A characteristic curve, for example, which determines a setpoint position of clutch 4 set by actuating device 16 as a function of the torque to be transmitted by clutch 4 is stored in the memory of control unit 14 to actuate clutch 4. For reasons of control quality, clutch wear, and power consumption of the actuating device, the clutch torque to be transmitted at a given time should not exceed the absolutely necessary value. The required torque to be transmitted results from the driver's intent, i.e., the position of accelerator pedal 24 and, for example, from the load on internal combustion engine 2, detected by sensor 18, and possibly from additional operating parameters such as the rotational speed of engine 2, etc.
The characteristic curve stored in control unit 14, which provides the desired path of the clutch's final control element moved by actuating device 16 as a function of the calculated torque to be transmitted, has a decisive influence on comfortable start and comfortable shifting. The characteristic curve changes in the short-term due to temperature changes, for example, and in the long-term over the lifetime of the clutch due to wear, for example. It is, therefore, constantly updated, i.e., readjusted, according to a wide variety of strategies, to the prevailing operating conditions.

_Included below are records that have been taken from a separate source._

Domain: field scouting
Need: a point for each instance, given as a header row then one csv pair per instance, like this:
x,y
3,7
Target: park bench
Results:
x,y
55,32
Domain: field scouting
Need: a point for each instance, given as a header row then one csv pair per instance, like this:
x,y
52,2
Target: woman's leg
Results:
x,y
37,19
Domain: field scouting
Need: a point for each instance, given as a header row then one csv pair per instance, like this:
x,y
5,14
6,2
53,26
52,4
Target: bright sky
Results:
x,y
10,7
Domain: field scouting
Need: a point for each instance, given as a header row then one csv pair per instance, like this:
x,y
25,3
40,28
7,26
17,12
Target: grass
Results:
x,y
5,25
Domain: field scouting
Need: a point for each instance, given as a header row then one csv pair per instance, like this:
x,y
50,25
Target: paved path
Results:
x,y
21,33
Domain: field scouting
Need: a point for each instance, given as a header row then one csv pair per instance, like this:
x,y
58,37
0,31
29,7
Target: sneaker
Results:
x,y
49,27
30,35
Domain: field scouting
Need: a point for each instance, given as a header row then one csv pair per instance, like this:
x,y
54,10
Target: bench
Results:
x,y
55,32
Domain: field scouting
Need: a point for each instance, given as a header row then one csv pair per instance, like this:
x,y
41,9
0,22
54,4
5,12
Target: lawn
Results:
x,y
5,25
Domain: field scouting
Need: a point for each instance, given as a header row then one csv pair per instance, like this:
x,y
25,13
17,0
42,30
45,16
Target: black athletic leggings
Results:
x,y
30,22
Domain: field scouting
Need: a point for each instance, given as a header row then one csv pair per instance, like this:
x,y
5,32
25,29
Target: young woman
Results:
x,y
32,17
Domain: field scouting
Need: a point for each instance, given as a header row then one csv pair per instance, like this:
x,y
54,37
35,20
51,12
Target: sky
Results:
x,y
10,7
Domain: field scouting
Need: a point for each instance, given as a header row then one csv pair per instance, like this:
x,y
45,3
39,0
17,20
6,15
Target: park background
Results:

One important function which is made possible by an automated clutch is the vehicle creep, which makes it possible for the vehicle to move slowly when a forward or reverse gear is selected and the engine is running, without actuating the accelerator pedal. The driver is thus able to maneuver the vehicle more easily by operating only the brake pedal to stop the creeping vehicle. In creeping, the clutch is controlled in general in such a way that it is engaged as long as it transmits a certain creep torque, for example, 10 Nm. This creep torque is controlled, for example, by control unit 14 slowly engaging clutch 4 using actuating device 16 with the transmission in gear and the gas pedal not actuated, while engine 2 is controlled via load adjustment element 30 of engine 2 at, as far as possible, a constant speed of engine 2 in such a way that it generates the predefined torque on the clutch. It is understood that the power consumption of any additional consumers driven by the engine is taken into consideration.
One peculiar feature of the known creep behavior of vehicles is that the driver is not able to directly influence the creep, which impairs comfort and requires a high degree of skill from the driver when, for example, he must maneuver on a sloping roadway.